Inclusion in this follow-up study required the adolescents to be proficient in English (B2 level equivalent) and to be 14 years old during the testing period. We excluded participants if they had developed a new auditory or visual disability since the last testing period at the age of 7 years or if they were unable to access the internet during the testing period.

Of the original 26 participants, we successfully enrolled 21 (80%) offspring who reside in the United States, China, Scotland, and India for the 14-year remote follow-up study. Recruitment started in August 2023 and was concluded in October 2023.
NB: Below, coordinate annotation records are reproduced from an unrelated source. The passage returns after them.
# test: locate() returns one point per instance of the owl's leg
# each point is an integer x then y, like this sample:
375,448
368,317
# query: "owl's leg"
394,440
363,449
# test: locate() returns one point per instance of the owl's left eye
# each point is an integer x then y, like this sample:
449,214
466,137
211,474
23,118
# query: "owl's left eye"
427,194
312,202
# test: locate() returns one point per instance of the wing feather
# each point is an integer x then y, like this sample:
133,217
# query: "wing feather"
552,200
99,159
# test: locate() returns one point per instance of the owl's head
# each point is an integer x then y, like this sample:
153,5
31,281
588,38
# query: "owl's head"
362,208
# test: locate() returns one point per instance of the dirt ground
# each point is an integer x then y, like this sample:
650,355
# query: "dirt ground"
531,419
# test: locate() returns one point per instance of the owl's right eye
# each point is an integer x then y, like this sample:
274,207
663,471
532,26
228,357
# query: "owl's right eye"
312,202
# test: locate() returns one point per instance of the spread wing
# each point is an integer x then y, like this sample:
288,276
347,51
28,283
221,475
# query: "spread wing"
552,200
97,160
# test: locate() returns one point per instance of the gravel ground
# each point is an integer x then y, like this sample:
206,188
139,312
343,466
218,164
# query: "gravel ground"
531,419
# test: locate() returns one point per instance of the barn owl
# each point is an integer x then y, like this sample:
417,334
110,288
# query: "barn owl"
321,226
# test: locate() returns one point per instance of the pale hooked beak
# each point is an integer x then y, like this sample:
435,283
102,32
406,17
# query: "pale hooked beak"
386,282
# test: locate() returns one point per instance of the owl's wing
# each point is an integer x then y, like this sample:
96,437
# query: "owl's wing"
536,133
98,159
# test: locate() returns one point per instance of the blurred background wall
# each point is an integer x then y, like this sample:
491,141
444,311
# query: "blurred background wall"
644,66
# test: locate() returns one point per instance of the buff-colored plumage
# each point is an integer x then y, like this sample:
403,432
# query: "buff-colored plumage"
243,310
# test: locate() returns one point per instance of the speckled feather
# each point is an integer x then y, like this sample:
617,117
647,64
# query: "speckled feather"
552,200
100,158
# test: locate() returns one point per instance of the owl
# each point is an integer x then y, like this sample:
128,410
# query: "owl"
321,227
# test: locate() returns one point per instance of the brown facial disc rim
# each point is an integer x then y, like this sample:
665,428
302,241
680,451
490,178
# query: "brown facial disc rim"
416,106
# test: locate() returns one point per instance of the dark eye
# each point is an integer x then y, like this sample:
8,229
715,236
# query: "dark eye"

Cognitive Assessments and Hypothesized Effects

We will conduct remote cognitive and mental health assessments of the teenage offspring to assess the long-term impacts of maternal prenatal choline intake. Remote assessment will allow us to maximize participant retention, as many of our original participants no longer reside in the Ithaca area. We will evaluate adolescent cognition, with the primary aim of assessing attention and spatial memory and the secondary aim of assessing nonspatial memory and executive function, using web-based software from the Cambridge Neuropsychological Test Automated Battery (CANTAB Connect). We will also assess adolescent mental health as an exploratory aim using the Achenbach System of Empirically Based Assessment (ASEBA) online platform to administer the Youth Self Report (YSR) questionnaire [].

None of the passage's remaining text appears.